5.2 & 5.3 RUPTA Adaptation
Adapted from Yang et al. (2025). We designed a simplified multi-agent workflow using LLaMA-8B:
- Text Segmentation: Greedy segmentation on long text.
- Anonymiser Agent: Anonymises segments using APE-optimised prompts.
- Privacy Evaluation: Uses BERT NER to detect "hard" PII and an LLM to find quasi-identifiers.
- Utility Evaluation: Uses Clinical Longformer-based BERT F1 to check for loss of clinical content.
- Optimiser Agent: Refines text to remove hard PII (P-Status = 0) and restore clinical utility.
5.5 Results (Overall Average)
| Phase | Anonymisation Rate | Leakage Rate | BERT Score F1 |
|---|---|---|---|
| First Anonymized Version | 86.65% | 13.35% | 0.9305 |
| Final Optimized Version | 96.71% | 3.29% | 0.9166 |
This confirms that multi-agent optimisation with segmentation and a BERT encoder detector substantially improves privacy metrics.
6. Integrated Pipeline and Implementation
6.1 Frontend
- Stack: Next.js 14, Tailwind CSS, Mammoth (DOCX to HTML), html-to-docx, Axios.
- Features: Full DOCX round-trip support (preserving formatting).
6.2 Backend
- Stack: Python, FastAPI, Uvicorn, LangChain, Ollama, Transformers, NLTK, Pandas.
- Role: Orchestrates segmentation, anonymisation, and evaluation.
6.3 Inference
- Local Inference: Uses Ollama to run LLaMA models locally on GPU/CPU.
- Benefits: No vendor lock-in, no per-token charges, data privacy (documents never leave the environment).
7. Future Work
- Direct Preference Optimisation (DPO): Train a compact model using preference pairs to execute trade-offs in one step.
- Knowledge Distillation: Distil capabilities from larger "teacher" models into smaller "student" models for lower latency.
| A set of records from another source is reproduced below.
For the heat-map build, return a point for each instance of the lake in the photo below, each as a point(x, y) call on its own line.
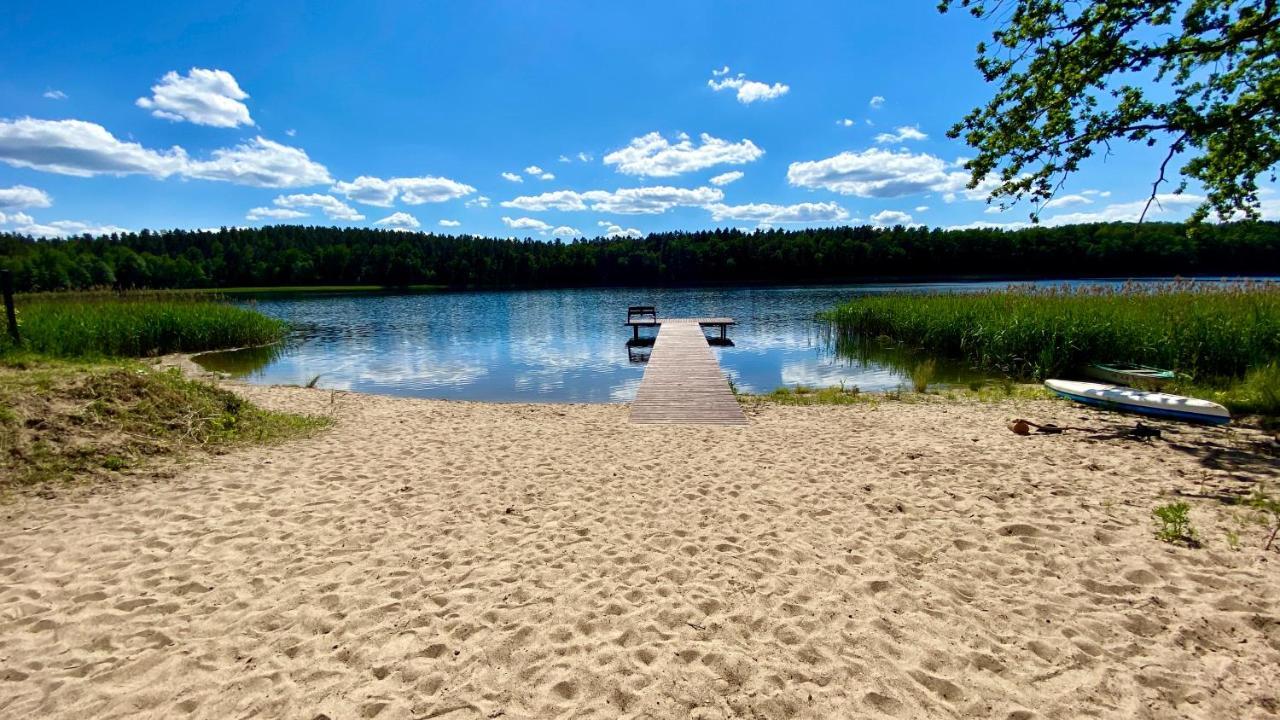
point(561, 345)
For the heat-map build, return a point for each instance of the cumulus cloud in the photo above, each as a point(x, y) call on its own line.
point(887, 218)
point(525, 223)
point(411, 191)
point(612, 229)
point(748, 90)
point(771, 214)
point(333, 208)
point(654, 156)
point(23, 196)
point(627, 200)
point(256, 214)
point(1066, 201)
point(77, 147)
point(878, 173)
point(1166, 206)
point(903, 135)
point(26, 224)
point(202, 96)
point(400, 220)
point(260, 163)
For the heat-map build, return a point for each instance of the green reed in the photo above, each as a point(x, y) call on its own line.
point(104, 324)
point(1203, 331)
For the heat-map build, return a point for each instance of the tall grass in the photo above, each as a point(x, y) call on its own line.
point(1205, 331)
point(136, 326)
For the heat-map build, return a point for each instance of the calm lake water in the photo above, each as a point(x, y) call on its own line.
point(558, 345)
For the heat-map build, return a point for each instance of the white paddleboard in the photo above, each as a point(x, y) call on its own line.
point(1133, 400)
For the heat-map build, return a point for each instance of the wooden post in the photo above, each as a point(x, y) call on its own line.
point(7, 286)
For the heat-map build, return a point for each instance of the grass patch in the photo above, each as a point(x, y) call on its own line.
point(1198, 329)
point(1223, 340)
point(979, 392)
point(136, 326)
point(73, 420)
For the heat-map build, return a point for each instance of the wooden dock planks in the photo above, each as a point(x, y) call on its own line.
point(684, 383)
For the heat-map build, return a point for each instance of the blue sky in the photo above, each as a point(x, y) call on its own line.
point(609, 117)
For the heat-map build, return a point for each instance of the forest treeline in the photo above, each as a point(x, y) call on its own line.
point(300, 255)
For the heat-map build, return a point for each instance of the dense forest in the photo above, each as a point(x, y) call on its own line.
point(297, 255)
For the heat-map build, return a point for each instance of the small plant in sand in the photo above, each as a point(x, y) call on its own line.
point(1174, 524)
point(1270, 509)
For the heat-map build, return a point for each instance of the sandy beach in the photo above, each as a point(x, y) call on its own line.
point(428, 559)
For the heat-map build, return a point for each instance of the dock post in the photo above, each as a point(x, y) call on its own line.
point(10, 314)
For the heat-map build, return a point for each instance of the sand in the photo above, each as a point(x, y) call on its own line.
point(429, 559)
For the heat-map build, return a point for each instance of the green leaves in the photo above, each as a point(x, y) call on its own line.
point(1073, 77)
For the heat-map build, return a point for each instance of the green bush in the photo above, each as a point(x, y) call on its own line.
point(1203, 331)
point(137, 326)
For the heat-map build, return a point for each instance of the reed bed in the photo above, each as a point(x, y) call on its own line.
point(104, 324)
point(1206, 331)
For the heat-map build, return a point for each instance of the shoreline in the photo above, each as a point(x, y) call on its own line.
point(534, 560)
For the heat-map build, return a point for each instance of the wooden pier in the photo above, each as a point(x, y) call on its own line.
point(682, 382)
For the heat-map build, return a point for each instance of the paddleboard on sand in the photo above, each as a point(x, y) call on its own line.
point(1132, 400)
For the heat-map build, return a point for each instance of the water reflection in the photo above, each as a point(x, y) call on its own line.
point(563, 345)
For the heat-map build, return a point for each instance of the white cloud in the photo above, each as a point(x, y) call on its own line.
point(204, 98)
point(1166, 206)
point(525, 223)
point(987, 224)
point(627, 200)
point(26, 224)
point(273, 214)
point(76, 147)
point(877, 173)
point(260, 163)
point(333, 208)
point(19, 218)
point(1066, 201)
point(400, 222)
point(722, 180)
point(886, 218)
point(768, 213)
point(748, 90)
point(411, 191)
point(903, 135)
point(23, 196)
point(654, 156)
point(612, 229)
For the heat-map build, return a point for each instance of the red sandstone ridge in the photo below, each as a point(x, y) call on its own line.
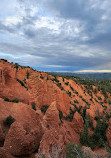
point(61, 120)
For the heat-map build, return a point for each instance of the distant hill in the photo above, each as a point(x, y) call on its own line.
point(99, 76)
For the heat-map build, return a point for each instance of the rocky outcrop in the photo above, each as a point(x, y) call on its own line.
point(2, 137)
point(108, 134)
point(2, 77)
point(20, 143)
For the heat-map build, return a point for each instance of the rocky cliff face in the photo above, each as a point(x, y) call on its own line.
point(36, 130)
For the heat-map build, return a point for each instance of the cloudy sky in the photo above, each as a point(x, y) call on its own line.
point(57, 35)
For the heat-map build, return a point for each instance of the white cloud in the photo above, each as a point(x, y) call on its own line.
point(13, 20)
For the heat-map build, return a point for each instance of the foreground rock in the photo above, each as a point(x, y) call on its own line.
point(20, 143)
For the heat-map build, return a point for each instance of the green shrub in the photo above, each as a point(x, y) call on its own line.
point(60, 115)
point(27, 74)
point(41, 77)
point(15, 100)
point(4, 60)
point(7, 99)
point(69, 93)
point(98, 138)
point(59, 85)
point(22, 84)
point(109, 101)
point(8, 121)
point(67, 83)
point(76, 101)
point(16, 66)
point(71, 88)
point(70, 116)
point(74, 151)
point(33, 106)
point(99, 98)
point(44, 108)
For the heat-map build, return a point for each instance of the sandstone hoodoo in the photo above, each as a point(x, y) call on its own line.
point(45, 115)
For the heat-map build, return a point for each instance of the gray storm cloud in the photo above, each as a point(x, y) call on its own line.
point(61, 35)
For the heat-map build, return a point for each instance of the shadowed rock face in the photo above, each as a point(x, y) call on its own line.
point(33, 130)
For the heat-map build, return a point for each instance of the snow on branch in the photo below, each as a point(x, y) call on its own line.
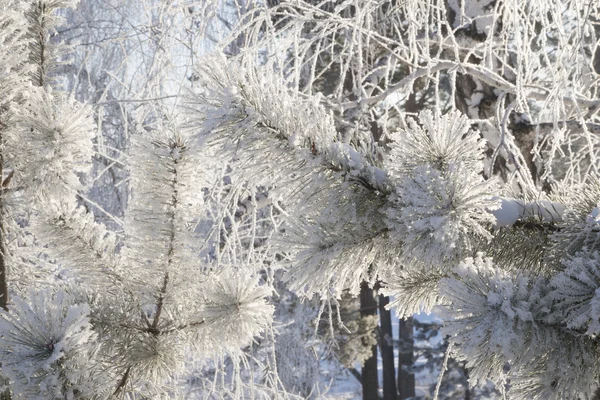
point(49, 144)
point(238, 107)
point(78, 242)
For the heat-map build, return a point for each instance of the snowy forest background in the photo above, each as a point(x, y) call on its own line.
point(265, 199)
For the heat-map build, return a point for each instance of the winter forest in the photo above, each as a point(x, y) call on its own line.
point(299, 199)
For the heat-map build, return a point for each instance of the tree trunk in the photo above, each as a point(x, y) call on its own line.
point(370, 382)
point(406, 380)
point(387, 350)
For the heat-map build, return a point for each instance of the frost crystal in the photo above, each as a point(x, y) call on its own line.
point(47, 346)
point(236, 308)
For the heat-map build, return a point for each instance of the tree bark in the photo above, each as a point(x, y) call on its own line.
point(406, 380)
point(370, 381)
point(387, 350)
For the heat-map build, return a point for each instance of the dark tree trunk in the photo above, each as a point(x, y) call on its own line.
point(386, 345)
point(370, 382)
point(406, 380)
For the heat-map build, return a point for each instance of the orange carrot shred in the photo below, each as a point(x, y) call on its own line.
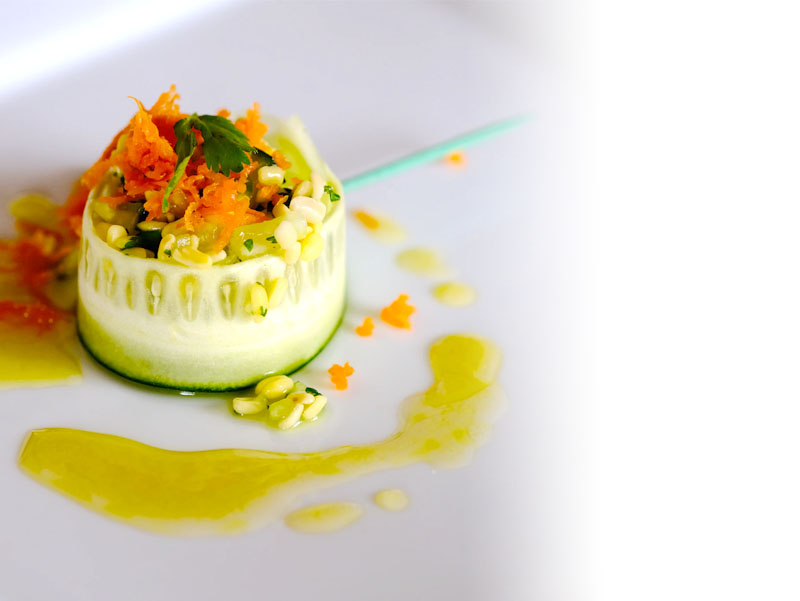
point(456, 159)
point(339, 375)
point(398, 312)
point(367, 220)
point(365, 329)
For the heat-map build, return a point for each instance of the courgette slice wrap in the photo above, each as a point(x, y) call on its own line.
point(175, 326)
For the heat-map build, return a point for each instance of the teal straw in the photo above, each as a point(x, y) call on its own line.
point(433, 153)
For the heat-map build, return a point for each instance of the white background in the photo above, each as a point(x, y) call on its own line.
point(667, 437)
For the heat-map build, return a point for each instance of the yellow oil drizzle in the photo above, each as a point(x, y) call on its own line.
point(31, 358)
point(391, 499)
point(231, 490)
point(422, 261)
point(328, 517)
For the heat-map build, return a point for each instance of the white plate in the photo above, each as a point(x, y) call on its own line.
point(372, 83)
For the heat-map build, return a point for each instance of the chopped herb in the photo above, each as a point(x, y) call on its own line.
point(334, 196)
point(149, 240)
point(225, 148)
point(263, 157)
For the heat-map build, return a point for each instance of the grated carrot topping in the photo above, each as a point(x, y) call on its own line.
point(398, 312)
point(339, 375)
point(252, 126)
point(367, 220)
point(366, 328)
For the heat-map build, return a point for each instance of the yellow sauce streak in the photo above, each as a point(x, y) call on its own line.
point(391, 499)
point(329, 517)
point(230, 490)
point(455, 294)
point(380, 227)
point(422, 261)
point(30, 358)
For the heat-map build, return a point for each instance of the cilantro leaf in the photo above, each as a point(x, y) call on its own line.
point(263, 157)
point(334, 196)
point(149, 240)
point(225, 148)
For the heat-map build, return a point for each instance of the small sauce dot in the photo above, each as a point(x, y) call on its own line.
point(455, 294)
point(328, 517)
point(391, 499)
point(422, 261)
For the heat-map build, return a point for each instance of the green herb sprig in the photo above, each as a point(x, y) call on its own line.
point(333, 194)
point(225, 148)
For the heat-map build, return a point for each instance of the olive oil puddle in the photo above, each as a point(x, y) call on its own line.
point(32, 358)
point(233, 490)
point(328, 517)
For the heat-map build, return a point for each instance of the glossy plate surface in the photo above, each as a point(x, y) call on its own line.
point(372, 83)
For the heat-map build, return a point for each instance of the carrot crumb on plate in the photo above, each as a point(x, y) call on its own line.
point(339, 375)
point(397, 313)
point(456, 159)
point(365, 329)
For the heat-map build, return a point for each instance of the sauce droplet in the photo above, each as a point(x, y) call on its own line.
point(231, 490)
point(455, 294)
point(422, 261)
point(32, 358)
point(391, 499)
point(327, 517)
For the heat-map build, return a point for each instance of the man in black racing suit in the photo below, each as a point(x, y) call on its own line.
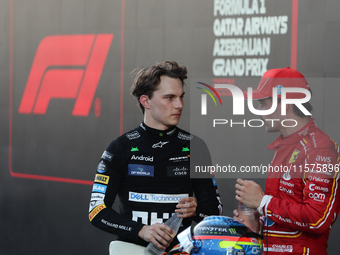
point(148, 168)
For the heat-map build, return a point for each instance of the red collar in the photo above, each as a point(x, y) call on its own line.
point(292, 138)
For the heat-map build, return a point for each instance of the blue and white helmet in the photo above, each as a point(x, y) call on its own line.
point(220, 235)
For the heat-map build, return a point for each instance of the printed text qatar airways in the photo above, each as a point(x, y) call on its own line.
point(327, 169)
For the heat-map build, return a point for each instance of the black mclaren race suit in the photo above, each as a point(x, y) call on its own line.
point(149, 171)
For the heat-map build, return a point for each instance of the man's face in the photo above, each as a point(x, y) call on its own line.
point(271, 121)
point(166, 104)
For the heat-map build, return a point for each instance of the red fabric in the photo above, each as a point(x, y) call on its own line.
point(304, 204)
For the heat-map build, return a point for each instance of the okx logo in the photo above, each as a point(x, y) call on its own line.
point(66, 67)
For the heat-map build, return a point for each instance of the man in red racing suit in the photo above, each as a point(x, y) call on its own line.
point(301, 200)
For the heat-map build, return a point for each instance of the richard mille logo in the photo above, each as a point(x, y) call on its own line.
point(159, 145)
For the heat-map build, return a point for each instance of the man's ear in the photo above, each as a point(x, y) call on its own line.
point(144, 100)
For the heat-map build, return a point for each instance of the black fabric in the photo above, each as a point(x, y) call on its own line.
point(149, 171)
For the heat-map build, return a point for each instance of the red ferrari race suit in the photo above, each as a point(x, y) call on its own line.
point(301, 200)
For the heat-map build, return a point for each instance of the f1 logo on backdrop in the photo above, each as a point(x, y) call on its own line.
point(66, 67)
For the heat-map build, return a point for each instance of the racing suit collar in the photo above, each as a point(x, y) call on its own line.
point(292, 138)
point(159, 133)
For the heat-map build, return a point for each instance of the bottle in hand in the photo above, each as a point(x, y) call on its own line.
point(174, 223)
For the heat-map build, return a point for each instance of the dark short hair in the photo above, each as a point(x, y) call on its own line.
point(147, 79)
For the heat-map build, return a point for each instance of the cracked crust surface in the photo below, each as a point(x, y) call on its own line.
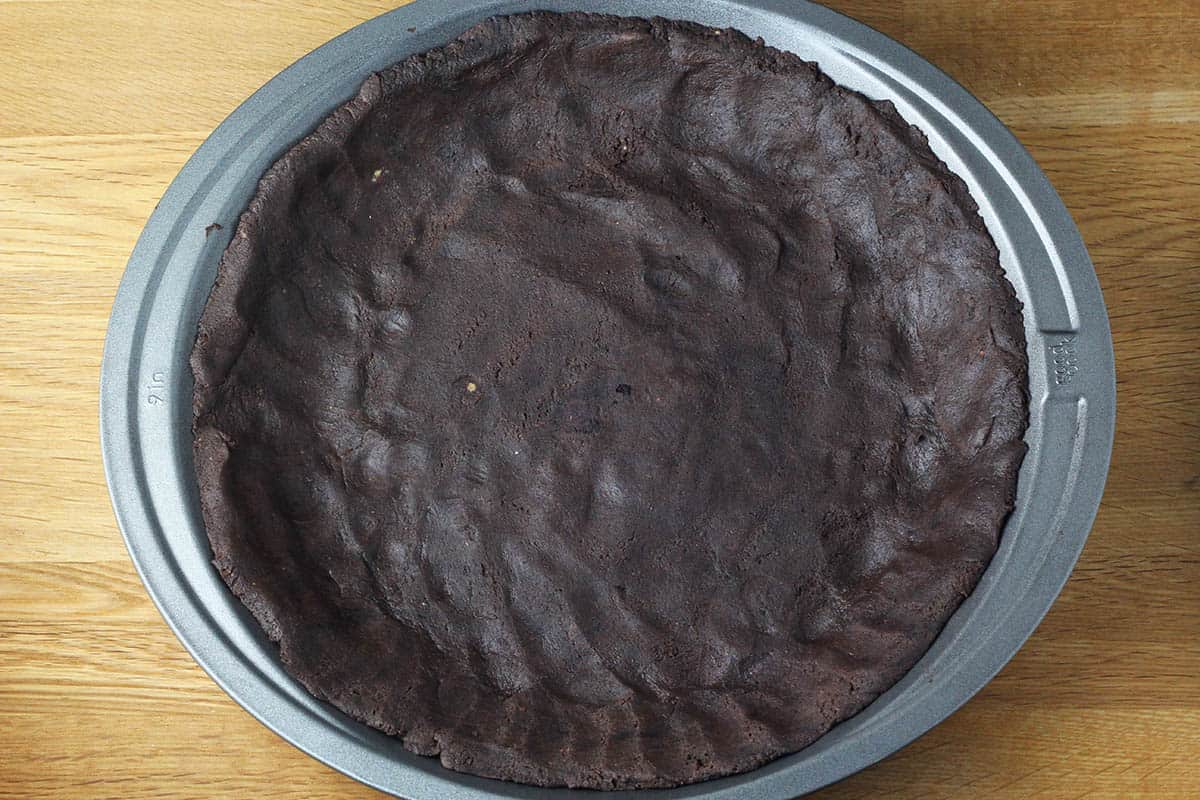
point(607, 402)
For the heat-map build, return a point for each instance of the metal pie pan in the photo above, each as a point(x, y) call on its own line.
point(147, 388)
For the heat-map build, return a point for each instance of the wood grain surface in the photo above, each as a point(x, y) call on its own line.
point(102, 102)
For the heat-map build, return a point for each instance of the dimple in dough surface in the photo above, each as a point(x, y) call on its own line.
point(606, 402)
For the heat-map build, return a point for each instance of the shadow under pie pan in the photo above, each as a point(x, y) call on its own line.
point(147, 391)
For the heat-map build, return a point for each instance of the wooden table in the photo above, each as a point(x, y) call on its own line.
point(102, 102)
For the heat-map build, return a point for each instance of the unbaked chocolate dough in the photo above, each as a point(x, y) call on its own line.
point(607, 402)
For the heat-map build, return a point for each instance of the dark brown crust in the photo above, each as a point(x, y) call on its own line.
point(607, 402)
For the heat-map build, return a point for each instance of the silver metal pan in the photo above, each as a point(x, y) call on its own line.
point(145, 390)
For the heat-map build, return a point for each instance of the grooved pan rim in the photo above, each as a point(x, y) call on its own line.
point(145, 391)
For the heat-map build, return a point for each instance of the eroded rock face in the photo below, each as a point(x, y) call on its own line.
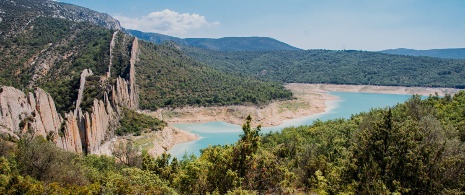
point(133, 92)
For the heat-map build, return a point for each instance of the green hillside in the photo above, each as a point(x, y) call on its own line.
point(452, 53)
point(49, 52)
point(169, 78)
point(337, 67)
point(411, 148)
point(221, 44)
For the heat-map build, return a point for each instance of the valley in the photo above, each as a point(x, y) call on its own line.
point(309, 100)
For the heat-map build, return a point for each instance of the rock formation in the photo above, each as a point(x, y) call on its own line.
point(77, 131)
point(133, 94)
point(82, 84)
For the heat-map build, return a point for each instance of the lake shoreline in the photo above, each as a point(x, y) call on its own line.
point(311, 99)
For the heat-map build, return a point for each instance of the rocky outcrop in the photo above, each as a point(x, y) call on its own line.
point(77, 132)
point(112, 45)
point(35, 111)
point(133, 92)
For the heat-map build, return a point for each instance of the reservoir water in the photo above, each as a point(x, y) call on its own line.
point(220, 133)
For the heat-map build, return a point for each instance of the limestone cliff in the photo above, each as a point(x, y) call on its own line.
point(133, 94)
point(35, 111)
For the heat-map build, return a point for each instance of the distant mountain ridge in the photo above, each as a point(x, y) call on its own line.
point(221, 44)
point(451, 53)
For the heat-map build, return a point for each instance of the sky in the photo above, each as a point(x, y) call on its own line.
point(370, 25)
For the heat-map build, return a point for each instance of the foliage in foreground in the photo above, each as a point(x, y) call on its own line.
point(412, 148)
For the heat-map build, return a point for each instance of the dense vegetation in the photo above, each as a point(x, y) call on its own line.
point(56, 51)
point(411, 148)
point(50, 53)
point(136, 123)
point(337, 67)
point(455, 53)
point(221, 44)
point(169, 78)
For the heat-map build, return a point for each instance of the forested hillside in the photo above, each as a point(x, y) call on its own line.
point(221, 44)
point(169, 78)
point(411, 148)
point(455, 53)
point(48, 44)
point(337, 67)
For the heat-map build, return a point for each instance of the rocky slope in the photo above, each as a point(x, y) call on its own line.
point(78, 130)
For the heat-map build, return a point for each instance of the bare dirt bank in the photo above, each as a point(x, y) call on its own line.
point(309, 99)
point(154, 142)
point(377, 89)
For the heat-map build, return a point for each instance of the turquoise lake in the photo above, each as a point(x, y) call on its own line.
point(220, 133)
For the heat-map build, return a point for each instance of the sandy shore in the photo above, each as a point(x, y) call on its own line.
point(309, 99)
point(154, 142)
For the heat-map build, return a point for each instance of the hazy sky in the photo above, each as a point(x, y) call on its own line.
point(307, 24)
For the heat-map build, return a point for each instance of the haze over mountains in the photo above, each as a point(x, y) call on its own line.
point(270, 44)
point(71, 80)
point(453, 53)
point(221, 44)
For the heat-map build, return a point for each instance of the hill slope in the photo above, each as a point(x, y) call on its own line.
point(221, 44)
point(48, 44)
point(458, 53)
point(337, 67)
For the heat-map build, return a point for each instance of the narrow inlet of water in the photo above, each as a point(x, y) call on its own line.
point(221, 133)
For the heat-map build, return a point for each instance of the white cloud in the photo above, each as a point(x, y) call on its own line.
point(166, 22)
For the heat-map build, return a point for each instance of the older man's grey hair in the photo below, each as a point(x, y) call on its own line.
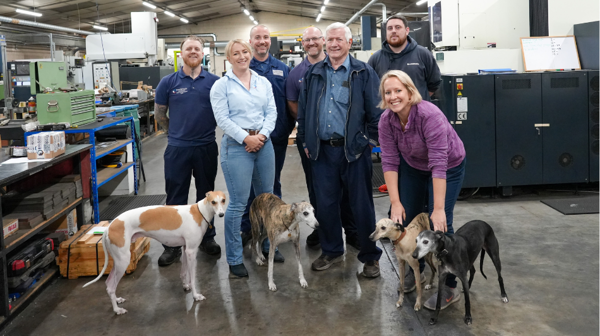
point(258, 25)
point(338, 25)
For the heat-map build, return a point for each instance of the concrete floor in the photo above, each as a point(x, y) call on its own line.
point(550, 269)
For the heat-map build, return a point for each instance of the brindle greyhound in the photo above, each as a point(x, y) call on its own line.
point(272, 218)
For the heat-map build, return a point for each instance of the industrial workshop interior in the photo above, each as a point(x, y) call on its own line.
point(316, 167)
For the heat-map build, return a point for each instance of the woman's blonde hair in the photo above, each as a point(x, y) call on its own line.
point(229, 46)
point(415, 96)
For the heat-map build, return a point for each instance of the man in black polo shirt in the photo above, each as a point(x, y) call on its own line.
point(192, 149)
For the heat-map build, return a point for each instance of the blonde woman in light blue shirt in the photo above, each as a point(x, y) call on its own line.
point(245, 110)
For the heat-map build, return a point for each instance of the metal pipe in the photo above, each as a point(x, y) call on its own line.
point(43, 26)
point(384, 9)
point(355, 16)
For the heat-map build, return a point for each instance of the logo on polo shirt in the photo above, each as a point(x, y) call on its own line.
point(180, 91)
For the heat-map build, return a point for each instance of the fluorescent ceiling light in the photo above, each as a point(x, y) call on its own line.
point(147, 4)
point(22, 11)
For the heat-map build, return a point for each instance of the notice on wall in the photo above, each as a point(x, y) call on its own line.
point(462, 104)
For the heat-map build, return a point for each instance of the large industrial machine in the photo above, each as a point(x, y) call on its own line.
point(56, 100)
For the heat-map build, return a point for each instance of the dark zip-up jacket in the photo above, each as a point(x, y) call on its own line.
point(362, 116)
point(415, 60)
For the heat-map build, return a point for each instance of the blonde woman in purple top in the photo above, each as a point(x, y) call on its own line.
point(423, 163)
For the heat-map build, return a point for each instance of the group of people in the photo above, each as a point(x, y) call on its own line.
point(344, 107)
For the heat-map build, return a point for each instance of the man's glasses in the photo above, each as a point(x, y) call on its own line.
point(312, 39)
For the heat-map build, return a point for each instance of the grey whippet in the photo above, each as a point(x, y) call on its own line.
point(457, 254)
point(280, 222)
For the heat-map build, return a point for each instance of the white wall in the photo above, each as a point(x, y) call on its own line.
point(562, 15)
point(238, 26)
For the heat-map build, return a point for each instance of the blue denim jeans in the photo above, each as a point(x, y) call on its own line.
point(241, 171)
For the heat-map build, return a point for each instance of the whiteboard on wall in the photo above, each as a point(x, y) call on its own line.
point(550, 53)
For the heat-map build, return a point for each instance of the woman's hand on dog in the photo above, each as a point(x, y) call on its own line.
point(254, 143)
point(398, 215)
point(438, 217)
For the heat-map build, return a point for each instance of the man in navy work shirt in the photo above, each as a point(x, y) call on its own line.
point(337, 125)
point(313, 41)
point(276, 72)
point(192, 149)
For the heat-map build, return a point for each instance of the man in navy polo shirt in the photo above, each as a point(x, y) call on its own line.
point(192, 149)
point(276, 72)
point(312, 42)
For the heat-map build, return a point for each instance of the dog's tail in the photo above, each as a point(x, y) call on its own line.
point(481, 263)
point(105, 245)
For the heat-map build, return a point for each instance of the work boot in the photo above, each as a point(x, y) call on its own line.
point(169, 256)
point(353, 241)
point(277, 258)
point(324, 262)
point(371, 269)
point(210, 247)
point(313, 239)
point(410, 283)
point(237, 271)
point(246, 238)
point(449, 296)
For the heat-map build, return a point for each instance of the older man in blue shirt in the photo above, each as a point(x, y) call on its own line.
point(338, 99)
point(276, 72)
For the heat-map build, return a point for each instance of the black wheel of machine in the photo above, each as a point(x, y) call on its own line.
point(466, 193)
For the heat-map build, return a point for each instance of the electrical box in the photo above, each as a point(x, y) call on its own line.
point(76, 108)
point(47, 75)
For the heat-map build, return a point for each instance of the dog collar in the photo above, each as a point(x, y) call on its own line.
point(204, 218)
point(395, 242)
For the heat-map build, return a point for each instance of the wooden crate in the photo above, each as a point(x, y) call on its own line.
point(87, 253)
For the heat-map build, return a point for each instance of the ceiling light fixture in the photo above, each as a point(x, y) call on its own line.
point(147, 4)
point(22, 11)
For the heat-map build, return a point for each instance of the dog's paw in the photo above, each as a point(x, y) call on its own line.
point(120, 311)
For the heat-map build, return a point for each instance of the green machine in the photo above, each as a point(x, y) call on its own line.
point(48, 83)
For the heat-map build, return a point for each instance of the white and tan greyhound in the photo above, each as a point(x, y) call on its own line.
point(182, 225)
- Differential Privacy: Integrate formal privacy guarantees.
8. Conclusion
This project demonstrates that domain-specific PII anonymisation can be significantly improved by combining NER-based detection, LLM-based generative anonymisation, intelligent text segmentation, and adversarial/utility-aware optimisation.
Core Insights:
- High-quality labels are essential for reliable PII detectors.
- Prompt-engineered LLMs need segmentation and evaluation mechanisms for long documents.
- Adversarial and RUPTA-inspired frameworks provide a systematic way to balance privacy and utility.
The final integrated pipeline represents a concrete step towards deployable, domain-specific anonymisation systems that respect modern privacy regulations while preserving analytical value.
References
- Alemi, A. A., & Ginsparg, P. (2015). Text segmentation based on semantic word embeddings. arXiv preprint arXiv:1503.05543.
- Beeferman, D., Berger, A., & Lafferty, J. (1999). Statistical models for text segmentation. Machine learning, 34, 177-210.
- Staab, R., Vero, M., Balunović, M., & Vechev, M. (2024). Large language models are advanced anonymizers. arXiv preprint arXiv:2402.13846.
- Yang, T., Zhu, X., & Gurevych, I. (2025). Robust utility-preserving text anonymization based on large language models. ACL 2025.
- Zhou, Y., et al. (2022). Large language models are human-level prompt engineers. ICLR 2023.